El conserje cerró la puerta del cuarto en el mismo instante en que Daniel rozó con sus dedos el hueco en el medio del pecho de Silvana, sin despegarle la mirada. Ella estaba ruborizada, atenta a las indicaciones del empleado que sonreía en complicidad con la situación.
Cuarenta minutos después se asomaron a la terraza que daba al mar.
Frente a ellos, tras las frondosas hojas que irrumpían desde todos los ángulos, la playa. El aroma intenso a tierra, a frutas, a selva proponía un afrodisíaco natural para el festejo.
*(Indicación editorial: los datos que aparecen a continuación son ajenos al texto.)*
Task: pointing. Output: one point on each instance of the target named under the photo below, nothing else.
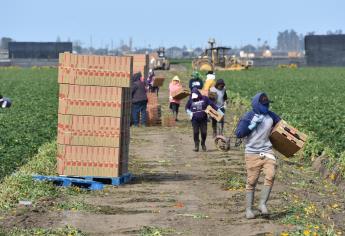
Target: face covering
(264, 108)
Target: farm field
(312, 99)
(32, 119)
(175, 191)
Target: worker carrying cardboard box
(220, 99)
(210, 80)
(196, 81)
(256, 126)
(195, 109)
(5, 102)
(174, 86)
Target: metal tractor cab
(161, 62)
(218, 58)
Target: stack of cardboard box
(94, 115)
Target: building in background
(38, 50)
(325, 50)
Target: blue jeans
(139, 108)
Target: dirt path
(179, 192)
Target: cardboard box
(181, 94)
(88, 161)
(204, 92)
(89, 131)
(286, 139)
(214, 114)
(158, 82)
(95, 70)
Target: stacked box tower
(94, 115)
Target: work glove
(257, 119)
(5, 102)
(190, 114)
(220, 112)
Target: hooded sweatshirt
(138, 89)
(210, 82)
(221, 93)
(198, 106)
(257, 140)
(173, 88)
(196, 83)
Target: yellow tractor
(217, 58)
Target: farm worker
(174, 86)
(220, 98)
(5, 102)
(195, 81)
(256, 126)
(210, 80)
(150, 80)
(139, 100)
(195, 109)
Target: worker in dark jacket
(195, 109)
(5, 102)
(256, 126)
(196, 81)
(139, 100)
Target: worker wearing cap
(210, 81)
(5, 102)
(196, 81)
(195, 109)
(174, 86)
(256, 126)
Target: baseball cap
(264, 99)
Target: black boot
(196, 148)
(203, 146)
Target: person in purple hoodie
(5, 102)
(256, 126)
(195, 109)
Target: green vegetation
(21, 186)
(309, 98)
(155, 231)
(32, 119)
(66, 231)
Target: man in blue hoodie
(139, 100)
(256, 126)
(5, 102)
(195, 109)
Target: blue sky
(167, 23)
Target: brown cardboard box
(158, 82)
(181, 94)
(286, 139)
(204, 92)
(95, 107)
(214, 114)
(88, 161)
(89, 131)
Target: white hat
(176, 78)
(194, 95)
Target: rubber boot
(214, 132)
(196, 148)
(265, 194)
(203, 146)
(250, 200)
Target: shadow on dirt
(160, 177)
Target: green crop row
(311, 99)
(32, 119)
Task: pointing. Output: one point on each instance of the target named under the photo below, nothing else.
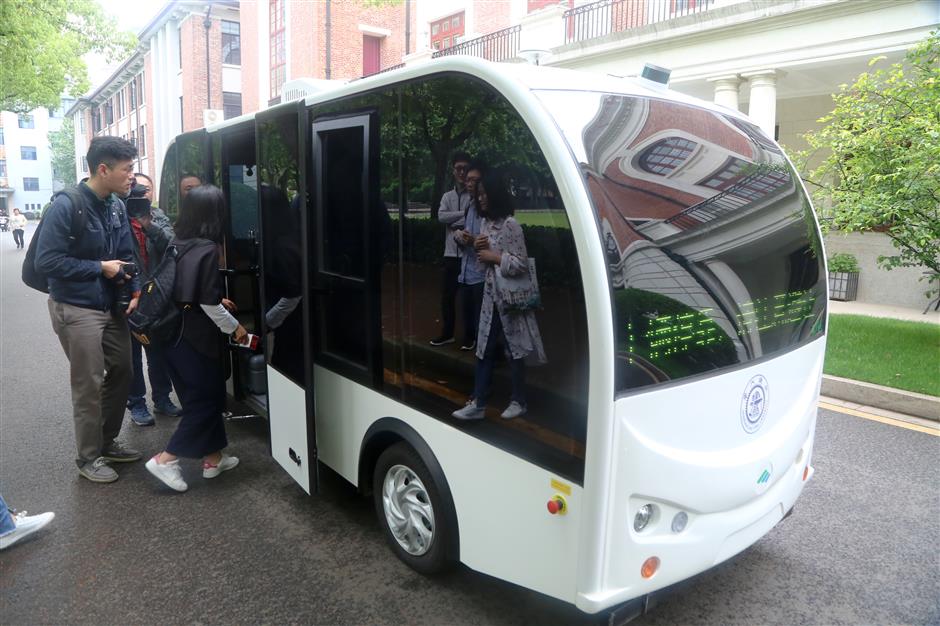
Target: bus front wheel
(410, 509)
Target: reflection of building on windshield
(687, 198)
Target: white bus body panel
(501, 500)
(288, 418)
(686, 444)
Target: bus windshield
(713, 253)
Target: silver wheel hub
(408, 510)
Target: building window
(666, 155)
(278, 55)
(728, 172)
(231, 43)
(453, 25)
(231, 104)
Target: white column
(726, 90)
(763, 101)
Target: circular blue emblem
(754, 404)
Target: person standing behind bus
(195, 361)
(472, 270)
(451, 214)
(501, 247)
(18, 225)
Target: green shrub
(843, 262)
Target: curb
(869, 394)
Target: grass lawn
(895, 353)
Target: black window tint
(281, 207)
(713, 264)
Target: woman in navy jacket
(195, 361)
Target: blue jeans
(484, 371)
(6, 520)
(156, 372)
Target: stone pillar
(763, 101)
(726, 90)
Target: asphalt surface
(250, 547)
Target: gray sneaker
(97, 471)
(117, 452)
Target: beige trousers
(98, 347)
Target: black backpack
(33, 277)
(157, 320)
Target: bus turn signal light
(557, 505)
(650, 567)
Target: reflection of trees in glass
(278, 163)
(444, 115)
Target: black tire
(435, 556)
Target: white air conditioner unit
(212, 116)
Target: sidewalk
(868, 395)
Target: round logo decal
(754, 404)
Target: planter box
(843, 286)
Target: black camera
(124, 292)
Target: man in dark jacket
(86, 277)
(151, 233)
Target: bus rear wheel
(410, 509)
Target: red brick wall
(194, 80)
(489, 16)
(346, 44)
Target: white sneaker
(470, 412)
(211, 471)
(26, 525)
(169, 473)
(513, 410)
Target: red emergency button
(557, 505)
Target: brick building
(185, 72)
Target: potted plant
(843, 276)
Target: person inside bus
(472, 270)
(451, 214)
(195, 361)
(501, 248)
(188, 182)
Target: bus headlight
(679, 521)
(643, 516)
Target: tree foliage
(62, 143)
(41, 47)
(882, 169)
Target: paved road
(250, 547)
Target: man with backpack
(84, 268)
(152, 233)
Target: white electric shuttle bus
(683, 319)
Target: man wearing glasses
(452, 214)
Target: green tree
(41, 47)
(882, 164)
(62, 143)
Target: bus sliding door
(346, 258)
(282, 195)
(239, 183)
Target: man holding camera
(86, 281)
(152, 233)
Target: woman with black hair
(195, 361)
(501, 248)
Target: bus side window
(169, 185)
(445, 120)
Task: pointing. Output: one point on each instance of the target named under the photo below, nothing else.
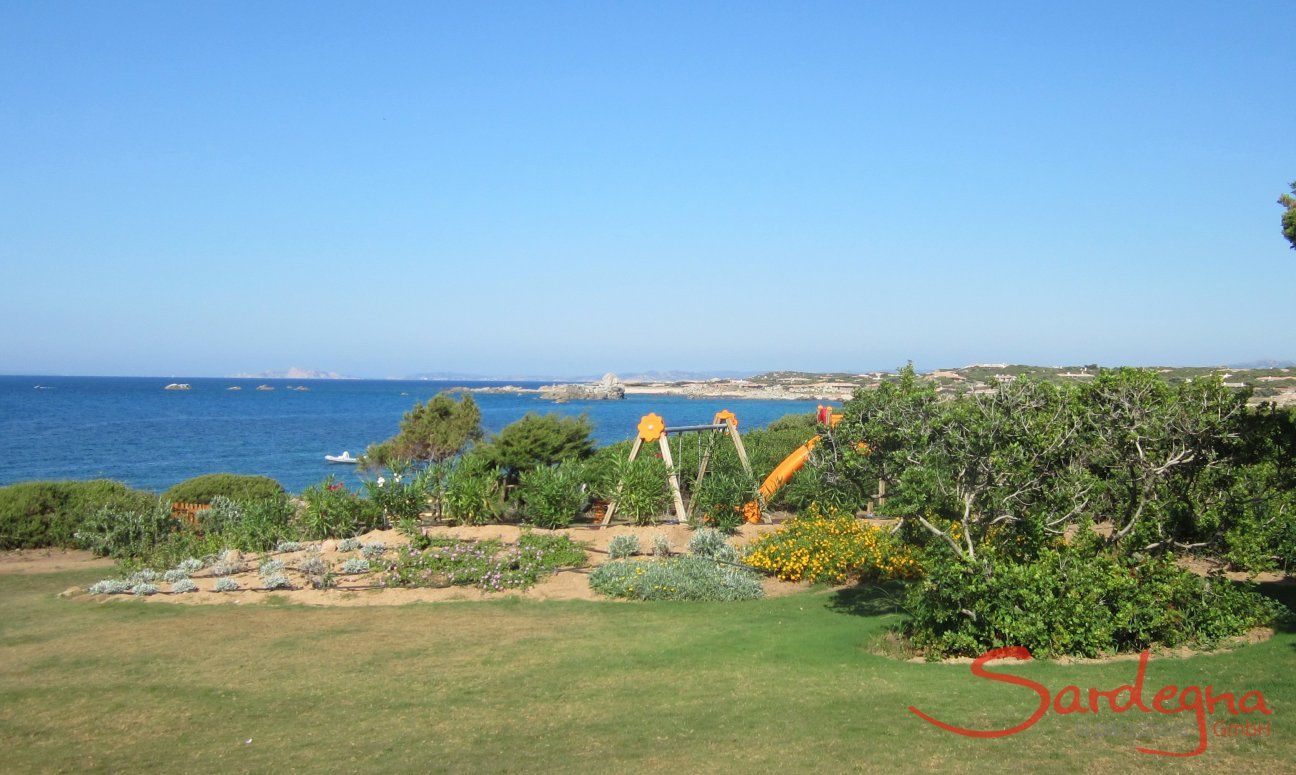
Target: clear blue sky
(564, 188)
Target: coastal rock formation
(607, 389)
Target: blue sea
(131, 429)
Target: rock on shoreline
(607, 389)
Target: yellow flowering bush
(827, 546)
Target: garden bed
(367, 589)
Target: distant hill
(651, 376)
(293, 373)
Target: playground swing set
(652, 428)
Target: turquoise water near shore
(131, 429)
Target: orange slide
(788, 465)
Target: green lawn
(776, 684)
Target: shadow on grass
(868, 600)
(1284, 592)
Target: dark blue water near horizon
(131, 429)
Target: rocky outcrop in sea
(607, 389)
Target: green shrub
(332, 511)
(660, 546)
(472, 493)
(128, 534)
(638, 487)
(1075, 600)
(432, 432)
(35, 515)
(487, 565)
(555, 495)
(686, 577)
(233, 486)
(276, 582)
(538, 441)
(255, 525)
(402, 497)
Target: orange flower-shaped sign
(651, 427)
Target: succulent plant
(622, 546)
(355, 565)
(661, 544)
(110, 586)
(312, 565)
(276, 581)
(144, 576)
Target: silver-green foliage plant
(276, 581)
(110, 586)
(622, 546)
(660, 546)
(227, 568)
(312, 564)
(686, 577)
(713, 544)
(355, 565)
(144, 576)
(706, 542)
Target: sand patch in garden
(51, 561)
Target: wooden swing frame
(652, 428)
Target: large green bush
(1075, 600)
(125, 533)
(49, 513)
(554, 495)
(233, 486)
(539, 439)
(638, 486)
(472, 491)
(332, 511)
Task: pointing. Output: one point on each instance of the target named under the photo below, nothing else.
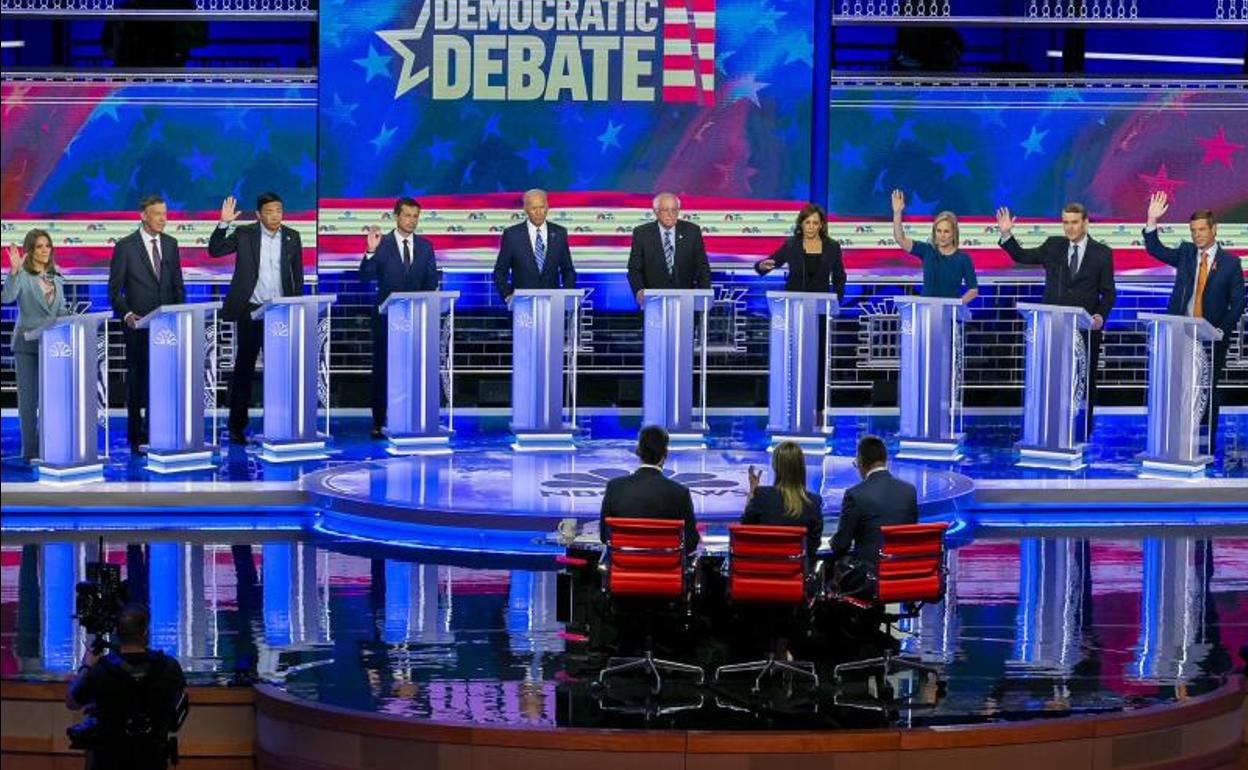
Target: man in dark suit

Bajaron por la escalinata de troncos, humedecidos por la regadera automática que intentaba refrescar el pasto de la recepción.
Descalzos como estaban, cubiertos por los trajes de baño y con una pequeña carterita en la mano de Silvana, caminaron abrazados por un rato. Se sentaron a almorzar en la barra que la posada tenía en la playa.
No dejaban de mirarse. Por debajo de la mesa, Daniel pasaba la punta de su pié por la entrepierna de su mujer, que permanecía quieta, entregada.
El encargado del parador se acercó a conversar. Los invitó con cachaça y frutos de mar recién sacados mientras les daba la bienvenida y se sentó al lado de la mujer.
Daniel acercó la bandeja a su esposa. Le dedicó una sonrisa leve y la sostuvo mientras ella demoraba en servirse. Ardía.
Cuando terminó de tragar esa gran bola pastosa sintió que comenzaba a transpirar de forma repentina y con olor. La previa de ese miedo fue en el momento de masticar los caparazones rosados y resistentes que crujían, expandiendo su carne blanda y amarga, aderezada con la acidez del limón. Odiaba los camarones, le daban impresión. Pero él seguía insistiendo que no había nada más sexy que verla comerlos.
Hacia el fin de la tarde se desató una tormenta tropical muy intensa. Corrieron los cincuenta metros que los separaban de la posada, pero al llegar Silvana se volvió unos pasos y levantó su cara. Los brazos en cruz, las palmas apuntando al cielo.
Permaneció unos minutos así, hasta que Daniel la llamó desde el ventanal de la habitación. Desnudo, excitado, urgido por su presencia.
Dos horas duró el diluvio. A las diez de la noche ya estaban vestidos para salir a cenar.
Sobre la cama, restos de un vestido ridículo hecho con gasa brillante.
Los tres días siguientes fueron iguales: camarones, asco, tormenta, placer, diluvio, sometimientos, más asco.
El bolso de mano estaba pesado. En el aeropuerto de Río de Janeiro se dejó manosear por su marido con el disimulo de siempre. Le dedicó un suspiro cuando la sentó sobre su miembro en el mullido sillón bajo del salón de preembarque.
En el baño intercambió sus ropas con una empleada de limpieza. Se maquilló exagerada, recogió su cabello y se ocultó tras los lentes comprados minutos antes en el freeshop.
Se asomó para confirmar que el camino estaba despejado.
Tomó aire y salió, derecha, en dirección contraria a donde la esperaba Daniel.
Al llegar al primer pasillo dejó escapar una lágrima. Detuvo su marcha y lloró, ahora si a libre caudal. Reposó su cuerpo contra una pared y se calmó, despacio.
Reinició su marcha.
Divisó a su marido, que se había levantado y parecía inquieto. Apuró el paso.
Al llegar a su lado, se sacó los lentes. Le dejó entrever su cuerpo desnudo bajo el uniforme ajeno y lo invitó a seguirla con una mueca.
Tenían media hora más antes de abordar el avión de regreso.